# CIA Factbook

In this project we will query CIA Factbook, a database containing general information on the countries of the world.

Here are the descriptions for some of the columns:

`name` — the name of the country.
`area` — the country's total area (both land and water).
`area_land` — the country's land area in square kilometers.
`area_water` — the country's waterarea in square kilometers.
`population` — the country's population.
`population_growth` — the country's population growth as a percentage.
`birth_rate` — the country's birth rate, or the number of births per year per 1,000 people.
`death_rate` — the country's death rate, or the number of death per year per 1,000 people.

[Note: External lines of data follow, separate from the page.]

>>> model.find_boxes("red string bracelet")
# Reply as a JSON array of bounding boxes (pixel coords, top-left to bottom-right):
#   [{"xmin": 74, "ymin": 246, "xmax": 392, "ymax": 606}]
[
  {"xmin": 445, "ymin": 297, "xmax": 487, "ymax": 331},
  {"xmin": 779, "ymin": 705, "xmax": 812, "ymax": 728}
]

We will first install the necessary tools.

In [1]:
!conda install -yc conda-forge ipython-sql


Collecting package metadata (current_repodata.json): done
Solving environment: done

## Package Plan ##

  environment location: /opt/anaconda3

  added / updated specs:
    - ipython-sql


The following NEW packages will be INSTALLED:

  python_abi         conda-forge/osx-64::python_abi-3.8-2_cp38

The following packages will be UPDATED:

  conda              pkgs/main::conda-4.10.3-py38hecd8cb5_0 --> conda-forge::conda-4.10.3-py38h50d1736_3


Preparing transaction: done
Verifying transaction: done
Executing transaction: done


In [2]:
%%capture
%load_ext sql
%sql sqlite:///factbook.db

In [3]:
%%sql
SELECT *
  FROM sqlite_master
 WHERE type='table';

 * sqlite:///factbook.db
Done.


type,name,tbl_name,rootpage,sql
table,sqlite_sequence,sqlite_sequence,3,"CREATE TABLE sqlite_sequence(name,seq)"
table,facts,facts,47,"CREATE TABLE ""facts"" (""id"" INTEGER PRIMARY KEY AUTOINCREMENT NOT NULL, ""code"" varchar(255) NOT NULL, ""name"" varchar(255) NOT NULL, ""area"" integer, ""area_land"" integer, ""area_water"" integer, ""population"" integer, ""population_growth"" float, ""birth_rate"" float, ""death_rate"" float, ""migration_rate"" float)"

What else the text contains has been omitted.